The team then asked LLMs from big-name developers like OpenAI, Cohere, Voyage AI, and Anthropic to answer several types of queries, such as choosing one of two contradictory facts presented in different languages, more general questions about the topic at hand, queries about facts that are present in only one article, and topical questions phrased with clear bias.

The researchers found that both in retrieving the information from the documents and in generating an answer to a user’s query, the LLMs preferred information in the language of the question itself.

“This means if I have an article in English that says some Indian political figure—let’s call them Person X—is bad, but I have an article in Hindi that says Person X is good, then the model will tell me they’re is bad if I’m asking in English, but that they’re good if I’m asking in Hindi,” Sharma explains.

The researchers then wondered what would happen if there was no article in the language of the query, which is common for speakers of low-resource languages. The team’s results show that LLMs will generate answers based on information found only in higher-resource languages, ignoring other perspectives.

“For instance, if you’re asking about Person X in Sanskrit—a less commonly spoken language in India—the model will default to information pulled from English articles, even though Person X is a figure from India,” Sharma says.

Furthermore, the computer scientists found a troubling trend: English dominates. They point to this as evidence of linguistic imperialism—when information from higher-resource languages is amplified more often, potentially overshadowing or distorting narratives from low-resource ones.

To summarize the study’s results, Sharma offers a hypothetical scenario: Three ChatGPT users ask about the longstanding India-China border dispute. A Hindi-speaking user would see answers shaped by Indian sources, while a Chinese-speaking user would get answers reflecting only Chinese perspectives.

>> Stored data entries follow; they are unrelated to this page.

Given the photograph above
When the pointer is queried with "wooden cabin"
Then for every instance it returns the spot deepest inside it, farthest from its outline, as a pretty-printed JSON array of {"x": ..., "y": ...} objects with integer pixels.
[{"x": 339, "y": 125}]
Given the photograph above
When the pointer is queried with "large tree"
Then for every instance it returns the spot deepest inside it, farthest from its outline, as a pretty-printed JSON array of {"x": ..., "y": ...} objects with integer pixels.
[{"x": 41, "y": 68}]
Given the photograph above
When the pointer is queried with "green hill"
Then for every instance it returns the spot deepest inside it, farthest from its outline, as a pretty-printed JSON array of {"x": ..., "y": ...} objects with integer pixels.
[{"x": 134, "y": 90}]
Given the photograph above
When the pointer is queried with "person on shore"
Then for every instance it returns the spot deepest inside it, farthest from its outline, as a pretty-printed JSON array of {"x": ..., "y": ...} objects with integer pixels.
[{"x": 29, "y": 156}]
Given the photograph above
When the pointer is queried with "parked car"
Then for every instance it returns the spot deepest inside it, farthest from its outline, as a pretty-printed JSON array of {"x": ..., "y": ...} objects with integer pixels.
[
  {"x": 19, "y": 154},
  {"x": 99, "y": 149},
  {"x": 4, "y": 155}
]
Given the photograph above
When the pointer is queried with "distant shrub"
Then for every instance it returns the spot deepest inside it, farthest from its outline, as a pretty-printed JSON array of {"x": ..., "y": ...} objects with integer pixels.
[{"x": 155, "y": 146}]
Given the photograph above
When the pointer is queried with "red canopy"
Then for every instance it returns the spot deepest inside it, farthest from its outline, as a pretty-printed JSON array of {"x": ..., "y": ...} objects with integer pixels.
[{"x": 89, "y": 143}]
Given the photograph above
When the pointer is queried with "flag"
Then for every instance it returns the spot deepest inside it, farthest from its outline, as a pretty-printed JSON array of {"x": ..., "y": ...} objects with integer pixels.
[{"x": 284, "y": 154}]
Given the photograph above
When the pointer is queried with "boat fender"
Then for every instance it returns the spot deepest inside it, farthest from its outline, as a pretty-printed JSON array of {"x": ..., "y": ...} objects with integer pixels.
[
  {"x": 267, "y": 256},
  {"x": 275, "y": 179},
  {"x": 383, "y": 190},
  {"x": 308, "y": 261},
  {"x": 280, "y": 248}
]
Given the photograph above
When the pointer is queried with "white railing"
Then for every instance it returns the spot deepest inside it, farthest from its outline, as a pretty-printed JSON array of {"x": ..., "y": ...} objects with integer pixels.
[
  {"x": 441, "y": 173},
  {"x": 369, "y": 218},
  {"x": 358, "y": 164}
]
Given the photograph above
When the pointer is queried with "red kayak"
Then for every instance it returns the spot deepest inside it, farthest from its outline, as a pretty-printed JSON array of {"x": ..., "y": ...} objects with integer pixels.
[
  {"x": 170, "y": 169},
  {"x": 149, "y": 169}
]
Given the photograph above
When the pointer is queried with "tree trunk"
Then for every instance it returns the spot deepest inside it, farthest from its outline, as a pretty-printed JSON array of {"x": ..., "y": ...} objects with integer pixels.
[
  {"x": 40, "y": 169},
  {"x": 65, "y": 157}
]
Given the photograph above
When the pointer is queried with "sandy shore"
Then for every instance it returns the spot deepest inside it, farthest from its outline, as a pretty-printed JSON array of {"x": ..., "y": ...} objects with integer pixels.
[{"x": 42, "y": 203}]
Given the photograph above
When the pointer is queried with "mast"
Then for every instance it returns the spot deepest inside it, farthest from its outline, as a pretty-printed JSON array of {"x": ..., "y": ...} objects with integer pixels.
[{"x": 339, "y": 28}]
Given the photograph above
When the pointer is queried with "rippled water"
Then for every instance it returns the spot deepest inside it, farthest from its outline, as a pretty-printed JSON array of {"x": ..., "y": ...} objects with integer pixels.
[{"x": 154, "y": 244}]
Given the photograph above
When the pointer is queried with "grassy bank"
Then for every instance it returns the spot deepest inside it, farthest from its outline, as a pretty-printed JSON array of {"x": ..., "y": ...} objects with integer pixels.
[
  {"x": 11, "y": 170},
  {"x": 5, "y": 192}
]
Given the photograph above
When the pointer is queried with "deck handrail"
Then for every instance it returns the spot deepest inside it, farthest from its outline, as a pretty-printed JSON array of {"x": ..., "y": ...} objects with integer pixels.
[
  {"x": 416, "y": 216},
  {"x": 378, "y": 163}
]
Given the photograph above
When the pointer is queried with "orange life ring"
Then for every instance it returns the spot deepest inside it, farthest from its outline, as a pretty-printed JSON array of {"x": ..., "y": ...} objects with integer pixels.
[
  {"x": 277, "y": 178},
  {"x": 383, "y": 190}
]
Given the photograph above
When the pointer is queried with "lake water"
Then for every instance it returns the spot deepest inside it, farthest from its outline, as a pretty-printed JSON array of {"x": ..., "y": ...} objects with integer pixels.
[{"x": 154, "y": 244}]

“But say there’s an Arabic-speaking user, and there are no documents in Arabic about this conflict,” Sharma says. “That user will get answers from the American English perspective because that is the highest-resource language out there. So all three users will come away with completely different understandings of the conflict.”

As a result, the researchers label current multilingual LLMs “faux polyglots” that fail to break language barriers, keeping users trapped in language-based filter bubbles.

“The information you’re exposed to determines how you vote and the policy decisions you make,” Sharma says. “If we want to shift the power to the people and enable them to make informed decisions, we need AI systems capable of showing them the whole truth with different perspectives. This becomes especially important when covering information about conflicts between regions that speak different languages, like the Israel-Gaza and Russian-Ukraine wars—or even the tariffs between China and the U.S.”

To mitigate this information disparity in LLMs, the Hopkins team plans to build a dynamic benchmark and datasets to help guide future model development. In the meantime, it encourages the larger research community to look at the effects of different model training strategies, data mixtures, and retrieval-augmented generation architectures. The researchers also recommend collecting diverse perspectives from multiple languages, issuing warnings to users who may be falling into confirmatory query-response behavior, and developing programs to increase information literacy around conversational search to reduce over-trust in and over-reliance on LLMs.

“Concentrated power over AI technologies poses substantial risks, as it enables a few individuals or companies to manipulate the flow of information, thus facilitating mass persuasion, diminishing the credibility of these systems, and exacerbating the spread of misinformation,” Sharma says. “As a society, we need users to get the same information regardless of their language and background.”